Kostgangers (2)
Met kostgangers kun je wat beleven en daar gaan deze kleine verhalen over. Oom Gert pruimde heel graag en pruimde toen hij weinig geld had lang op zo’n pruim. Als hij meer geld had, omdat hij bij ons verbleef, spuwde hij de pruim uit als hij geen smaak meer had. Op een dag zat hij bij ons in een van de serres tegenover het bleekveld (het veld waarop vroeger lakens werden neergelegd om te drogen). De deur van de serre stond open, maar toen oom Gert zijn pruim weggooide, waaide de deur dicht. Het gevolg was een grote natte smerige bruine pruim tegen het raam. Mijn moeder was nijdig, en oom Gert mocht de ramen lappen en lapte de hele serre om het goed te maken.

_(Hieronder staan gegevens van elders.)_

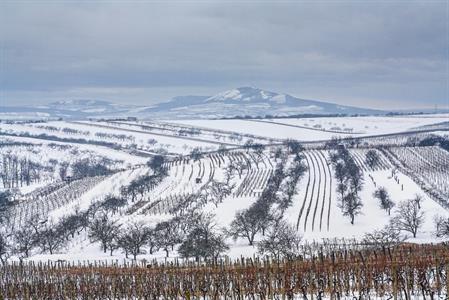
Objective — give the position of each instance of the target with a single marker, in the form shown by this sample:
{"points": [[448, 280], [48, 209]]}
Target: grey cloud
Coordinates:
{"points": [[348, 52]]}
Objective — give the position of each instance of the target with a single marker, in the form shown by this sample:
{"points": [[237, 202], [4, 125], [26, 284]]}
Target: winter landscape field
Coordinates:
{"points": [[127, 191], [243, 150]]}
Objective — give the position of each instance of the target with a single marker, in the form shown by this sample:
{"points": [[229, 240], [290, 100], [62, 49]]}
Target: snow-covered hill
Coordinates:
{"points": [[248, 101], [243, 101]]}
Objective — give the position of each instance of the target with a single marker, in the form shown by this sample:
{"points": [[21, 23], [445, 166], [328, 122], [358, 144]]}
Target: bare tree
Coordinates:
{"points": [[49, 237], [133, 238], [372, 158], [442, 227], [218, 191], [168, 235], [203, 240], [387, 236], [385, 201], [409, 217], [281, 241], [351, 206], [246, 224], [103, 230], [4, 247]]}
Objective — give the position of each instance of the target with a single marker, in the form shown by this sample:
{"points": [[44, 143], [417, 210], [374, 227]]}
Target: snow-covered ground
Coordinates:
{"points": [[314, 211], [312, 129]]}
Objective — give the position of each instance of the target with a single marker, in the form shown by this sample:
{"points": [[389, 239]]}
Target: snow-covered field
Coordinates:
{"points": [[312, 129], [314, 212]]}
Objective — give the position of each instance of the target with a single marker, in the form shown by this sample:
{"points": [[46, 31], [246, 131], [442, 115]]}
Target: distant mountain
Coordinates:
{"points": [[243, 101], [248, 101]]}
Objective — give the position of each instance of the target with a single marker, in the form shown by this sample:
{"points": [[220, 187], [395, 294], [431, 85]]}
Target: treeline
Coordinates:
{"points": [[18, 171]]}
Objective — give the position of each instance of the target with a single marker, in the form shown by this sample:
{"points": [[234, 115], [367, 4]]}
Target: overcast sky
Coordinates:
{"points": [[373, 54]]}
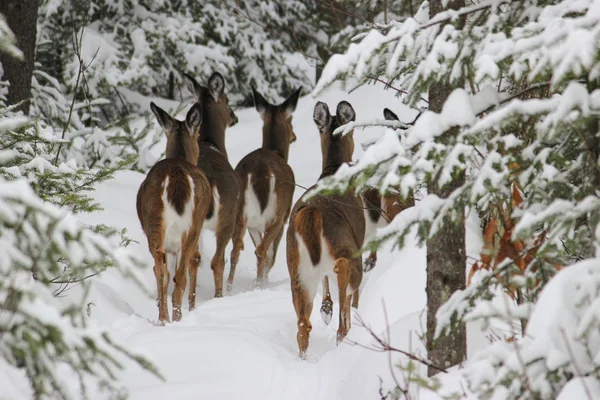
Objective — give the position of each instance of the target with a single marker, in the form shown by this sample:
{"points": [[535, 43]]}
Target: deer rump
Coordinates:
{"points": [[169, 192], [325, 229]]}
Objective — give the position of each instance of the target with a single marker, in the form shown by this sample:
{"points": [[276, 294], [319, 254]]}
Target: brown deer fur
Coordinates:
{"points": [[326, 233], [267, 187], [498, 244], [224, 181], [380, 210], [172, 203]]}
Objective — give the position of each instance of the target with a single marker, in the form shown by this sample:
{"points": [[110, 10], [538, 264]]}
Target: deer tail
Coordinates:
{"points": [[309, 224]]}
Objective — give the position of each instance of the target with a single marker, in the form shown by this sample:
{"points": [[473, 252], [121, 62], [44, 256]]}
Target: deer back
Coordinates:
{"points": [[338, 218], [174, 186], [213, 161], [266, 169]]}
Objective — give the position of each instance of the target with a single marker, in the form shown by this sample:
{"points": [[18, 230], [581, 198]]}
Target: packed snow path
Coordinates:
{"points": [[244, 345]]}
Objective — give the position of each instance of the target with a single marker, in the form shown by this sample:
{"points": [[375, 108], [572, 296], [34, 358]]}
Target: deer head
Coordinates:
{"points": [[336, 149], [278, 132], [213, 97], [182, 136]]}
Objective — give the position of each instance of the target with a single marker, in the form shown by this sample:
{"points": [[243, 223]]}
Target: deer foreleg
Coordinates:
{"points": [[327, 304]]}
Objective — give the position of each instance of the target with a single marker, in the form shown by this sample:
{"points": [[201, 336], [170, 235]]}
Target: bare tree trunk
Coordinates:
{"points": [[21, 16], [446, 253]]}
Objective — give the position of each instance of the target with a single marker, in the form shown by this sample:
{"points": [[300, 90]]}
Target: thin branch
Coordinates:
{"points": [[330, 5], [514, 96], [77, 49], [382, 345], [389, 85], [453, 14], [266, 29]]}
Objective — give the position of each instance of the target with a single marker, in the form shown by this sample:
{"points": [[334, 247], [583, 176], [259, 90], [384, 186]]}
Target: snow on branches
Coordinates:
{"points": [[528, 117]]}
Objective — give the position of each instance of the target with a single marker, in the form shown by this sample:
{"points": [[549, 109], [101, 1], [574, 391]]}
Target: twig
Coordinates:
{"points": [[286, 42], [389, 85], [77, 49], [330, 5], [382, 346]]}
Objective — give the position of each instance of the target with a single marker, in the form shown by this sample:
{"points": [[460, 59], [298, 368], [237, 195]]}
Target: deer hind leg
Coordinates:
{"points": [[342, 269], [161, 273], [272, 253], [303, 302], [237, 239], [218, 261], [190, 260], [327, 304], [262, 257], [370, 262], [193, 273], [183, 264], [355, 280]]}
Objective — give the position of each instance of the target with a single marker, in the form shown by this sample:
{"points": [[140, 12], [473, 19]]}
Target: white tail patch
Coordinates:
{"points": [[256, 219], [176, 225], [212, 222], [312, 275], [370, 226]]}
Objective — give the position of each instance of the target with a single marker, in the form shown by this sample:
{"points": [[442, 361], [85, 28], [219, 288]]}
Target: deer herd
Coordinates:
{"points": [[195, 187]]}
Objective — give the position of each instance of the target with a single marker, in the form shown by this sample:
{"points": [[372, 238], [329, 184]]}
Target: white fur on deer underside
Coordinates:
{"points": [[371, 227], [176, 225], [256, 219], [211, 223], [312, 275]]}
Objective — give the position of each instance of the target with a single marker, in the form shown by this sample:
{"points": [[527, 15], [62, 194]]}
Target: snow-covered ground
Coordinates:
{"points": [[244, 345]]}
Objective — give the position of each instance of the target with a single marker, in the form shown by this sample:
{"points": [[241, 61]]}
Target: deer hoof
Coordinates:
{"points": [[340, 337], [369, 265], [326, 311]]}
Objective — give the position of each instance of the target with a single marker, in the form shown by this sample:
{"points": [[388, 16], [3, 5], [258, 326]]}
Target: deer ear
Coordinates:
{"points": [[345, 113], [389, 115], [193, 86], [164, 119], [321, 116], [193, 119], [260, 103], [216, 85], [289, 106]]}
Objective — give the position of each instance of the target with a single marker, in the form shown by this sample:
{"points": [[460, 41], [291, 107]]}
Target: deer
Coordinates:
{"points": [[326, 232], [172, 203], [224, 181], [268, 185], [380, 210]]}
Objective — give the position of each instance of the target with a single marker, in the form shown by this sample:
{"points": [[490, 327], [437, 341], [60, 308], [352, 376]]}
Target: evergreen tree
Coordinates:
{"points": [[44, 247], [527, 143]]}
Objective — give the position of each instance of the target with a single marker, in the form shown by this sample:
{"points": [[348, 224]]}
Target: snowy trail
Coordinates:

Van de Rekkense inrichting, de gevangenis voor mensen onder toezicht, mochten mensen onder toezicht ook elders gaan wonen om zich voor te bereiden op weer een verblijf in de maatschappij. Het waren niet zulke grote boeven, maar ze liepen wel naast de wet. Op een bepaald moment waren we wat kwijt en de politie kwam, en ook elders was er ingebroken. Onze kostganger werkte, maar hij had plotseling een pick-up truck en heel veel plaatjes (zoals van Roy Orbison). Daar luisterde ik naar en hij was echt wel aardig, maar kort daarna was hij weg. Ik als kind wist niet waarom. Later hoorde ik dat hij achter die andere inbraken zat, dus vandaar dat hij was verdwenen.
We kregen ook een jongen in huis die nog niet volwassen was en uit Geleen kwam. Het was een aardige jongen die goed werkte en veel geld had gespaard. Daar hadden mijn ouders voor gezorgd. Hij had een mooie brommer (een Batavus). Op de dag dat hij volwassen werd, pakte hij zijn kleding en laadde hij zijn Batavus vol. Hij was best wel dankbaar, maar zijn moeder trok aan hem. Een paar maanden later kwam hij weer helemaal berooid terug. Zijn moeder had hem kaalgeplukt. Hij was erg teleurgesteld. Hij ging elders zijn geluk zoeken, maar wilde blijkbaar zijn dankbaarheid toch tonen.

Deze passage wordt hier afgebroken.